Le secrétaire général de Force ouvrière, Jean-Claude Mailly. — Kenzo Tribouillard AFP

Les baisses d’impôts promises par François Hollande ne sont « pas obligatoirement une bonne nouvelle », a déclaré jeudi le secrétaire général de FO, Jean-Claude Mailly, en regrettant l’absence d’une « grande réforme fiscale ».

« Est-ce que tous les moyens sont pris pour que la croissance s’amplifie ? Je n’en suis pas sûr avec la ligne économique qui est suivie », a aussi estimé Jean-Claude Mailly interrogé sur France Inter. Cette « promesse peut-être difficile à tenir en tout état de cause si la croissance n’est pas là », a-t-il ajouté.

Que « tout le monde » paye l’impôt sur le revenu

Mais l’annonce d’une baisse d’impôts « n’est pas obligatoirement une bonne nouvelle » : « Nous, nous réclamons depuis longtemps une grande réforme fiscale – ce qu’avait d’ailleurs annoncé le Premier ministre précédent Jean-Marc Ayrault, qui n’a pas eu lieu — qui remette au centre l’impôt sur le revenu », a-t-il expliqué.

« Je ne pense pas qu’annoncer d’une manière générale des baisses d’impôts soit la chose à faire en matière de fiscalité », a insisté le secrétaire général, qui s’est aussi dit favorable à ce que « tout le monde » paye l’impôt sur le revenu, « même si c’est de manière symbolique, quitte à baisser d’autres types d’impôts ».

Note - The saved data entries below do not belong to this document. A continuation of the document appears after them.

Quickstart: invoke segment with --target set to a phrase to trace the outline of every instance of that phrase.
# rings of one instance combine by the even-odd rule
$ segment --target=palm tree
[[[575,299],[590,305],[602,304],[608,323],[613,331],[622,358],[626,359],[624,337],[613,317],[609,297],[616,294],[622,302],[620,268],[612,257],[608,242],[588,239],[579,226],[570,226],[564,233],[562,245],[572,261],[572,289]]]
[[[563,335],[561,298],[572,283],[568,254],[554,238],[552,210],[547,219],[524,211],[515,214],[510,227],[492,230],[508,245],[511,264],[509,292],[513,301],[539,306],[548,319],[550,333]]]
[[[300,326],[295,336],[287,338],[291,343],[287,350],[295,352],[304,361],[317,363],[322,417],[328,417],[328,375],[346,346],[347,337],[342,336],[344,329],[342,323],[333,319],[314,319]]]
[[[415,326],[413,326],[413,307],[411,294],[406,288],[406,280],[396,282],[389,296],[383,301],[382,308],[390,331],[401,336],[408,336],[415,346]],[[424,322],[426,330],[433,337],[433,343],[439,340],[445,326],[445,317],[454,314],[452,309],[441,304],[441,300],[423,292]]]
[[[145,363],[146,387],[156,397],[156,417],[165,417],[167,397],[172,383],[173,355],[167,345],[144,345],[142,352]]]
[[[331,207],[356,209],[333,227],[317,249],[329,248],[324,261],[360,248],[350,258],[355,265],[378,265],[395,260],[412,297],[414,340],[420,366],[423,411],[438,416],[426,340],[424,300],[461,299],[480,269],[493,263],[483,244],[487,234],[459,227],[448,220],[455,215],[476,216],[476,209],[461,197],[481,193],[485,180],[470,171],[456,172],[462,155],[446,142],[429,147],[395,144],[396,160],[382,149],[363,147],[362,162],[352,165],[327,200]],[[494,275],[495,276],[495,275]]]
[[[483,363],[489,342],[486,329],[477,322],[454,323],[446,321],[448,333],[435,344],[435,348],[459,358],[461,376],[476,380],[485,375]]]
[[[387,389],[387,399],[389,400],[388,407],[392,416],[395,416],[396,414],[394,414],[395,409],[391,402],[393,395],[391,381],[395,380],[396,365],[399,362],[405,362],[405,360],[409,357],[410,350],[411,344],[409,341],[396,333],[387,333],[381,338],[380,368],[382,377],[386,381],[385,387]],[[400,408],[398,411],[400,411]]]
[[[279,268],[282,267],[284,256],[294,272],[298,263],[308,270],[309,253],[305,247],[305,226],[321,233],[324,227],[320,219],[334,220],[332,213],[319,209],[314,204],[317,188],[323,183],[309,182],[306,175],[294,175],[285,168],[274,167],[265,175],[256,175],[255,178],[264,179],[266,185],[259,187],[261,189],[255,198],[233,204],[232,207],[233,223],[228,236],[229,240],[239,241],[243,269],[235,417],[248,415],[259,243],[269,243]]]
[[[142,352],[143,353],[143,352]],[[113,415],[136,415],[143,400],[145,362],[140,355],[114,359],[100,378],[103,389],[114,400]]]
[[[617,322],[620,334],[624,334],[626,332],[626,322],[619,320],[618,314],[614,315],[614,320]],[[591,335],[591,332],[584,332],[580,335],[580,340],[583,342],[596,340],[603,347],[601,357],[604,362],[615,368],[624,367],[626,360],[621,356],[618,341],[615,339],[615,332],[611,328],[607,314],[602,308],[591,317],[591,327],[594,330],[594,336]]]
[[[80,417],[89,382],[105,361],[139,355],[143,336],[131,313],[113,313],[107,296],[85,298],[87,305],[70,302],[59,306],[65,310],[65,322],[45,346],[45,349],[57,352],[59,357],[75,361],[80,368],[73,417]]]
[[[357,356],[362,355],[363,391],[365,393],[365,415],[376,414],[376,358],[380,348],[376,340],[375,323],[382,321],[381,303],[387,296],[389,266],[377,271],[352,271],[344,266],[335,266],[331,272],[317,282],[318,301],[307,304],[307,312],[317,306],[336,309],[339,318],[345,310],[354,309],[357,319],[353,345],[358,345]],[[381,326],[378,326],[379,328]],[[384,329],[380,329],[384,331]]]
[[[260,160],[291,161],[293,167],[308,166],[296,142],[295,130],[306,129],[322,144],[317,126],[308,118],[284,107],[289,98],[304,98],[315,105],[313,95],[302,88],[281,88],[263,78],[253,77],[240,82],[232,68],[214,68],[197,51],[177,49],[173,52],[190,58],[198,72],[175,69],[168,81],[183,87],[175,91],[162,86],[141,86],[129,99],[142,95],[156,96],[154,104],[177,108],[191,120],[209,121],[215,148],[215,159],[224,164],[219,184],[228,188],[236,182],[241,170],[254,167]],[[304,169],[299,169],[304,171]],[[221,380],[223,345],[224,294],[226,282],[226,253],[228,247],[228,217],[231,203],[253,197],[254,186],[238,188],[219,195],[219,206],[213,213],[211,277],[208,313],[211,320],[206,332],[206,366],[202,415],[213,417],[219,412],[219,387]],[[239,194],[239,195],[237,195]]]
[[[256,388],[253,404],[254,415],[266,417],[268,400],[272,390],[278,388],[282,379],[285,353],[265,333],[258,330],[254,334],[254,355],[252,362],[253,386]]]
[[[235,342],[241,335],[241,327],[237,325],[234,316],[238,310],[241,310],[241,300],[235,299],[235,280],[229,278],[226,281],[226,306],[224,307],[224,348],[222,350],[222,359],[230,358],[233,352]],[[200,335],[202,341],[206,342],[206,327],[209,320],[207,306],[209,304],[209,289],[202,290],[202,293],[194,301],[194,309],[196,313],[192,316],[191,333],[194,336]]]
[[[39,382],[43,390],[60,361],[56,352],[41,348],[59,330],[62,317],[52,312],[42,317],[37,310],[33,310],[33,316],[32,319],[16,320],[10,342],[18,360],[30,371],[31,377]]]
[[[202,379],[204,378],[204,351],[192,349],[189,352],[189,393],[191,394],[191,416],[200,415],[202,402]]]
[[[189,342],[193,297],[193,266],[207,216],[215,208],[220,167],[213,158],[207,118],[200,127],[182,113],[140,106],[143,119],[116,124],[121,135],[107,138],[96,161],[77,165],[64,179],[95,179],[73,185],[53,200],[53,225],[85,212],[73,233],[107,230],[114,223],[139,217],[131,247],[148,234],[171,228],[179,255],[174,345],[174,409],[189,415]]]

Dans un entretien aux quotidiens régionaux du groupe Ebra publiée jeudi, le président de la République a promis de nouvelles baisses d’impôts pour les Français « si la croissance s’amplifie en 2016 ». En déplacement dans l’Isère, François Hollande a affirmé jeudi matin : « Il doit y avoir une croissance plus forte en 2016 », « il y aura donc des baisses d’impôts quoi qu’il arrive en 2016 ».

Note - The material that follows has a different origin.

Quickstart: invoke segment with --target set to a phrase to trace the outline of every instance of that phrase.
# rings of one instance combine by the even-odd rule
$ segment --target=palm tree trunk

« Un pouvoir d’achat en berne »

Pour Jean-Claude Mailly, pour doper la croissance, il faudrait « jouer sur trois moteurs » : la consommation et les investissements privés et publics. Or avec « un pouvoir d’achat en berne », « la consommation est en panne », comme les investissements, a-t-il souligné.

« Du côté de l’investissement privé, nous disons depuis longtemps qu’il faut revoir le pacte de responsabilité » - « des aides énormes accordées sans condition aux entreprises », représentant « 41 milliards d’euros sur trois ans », a-t-il une nouvelle fois plaidé.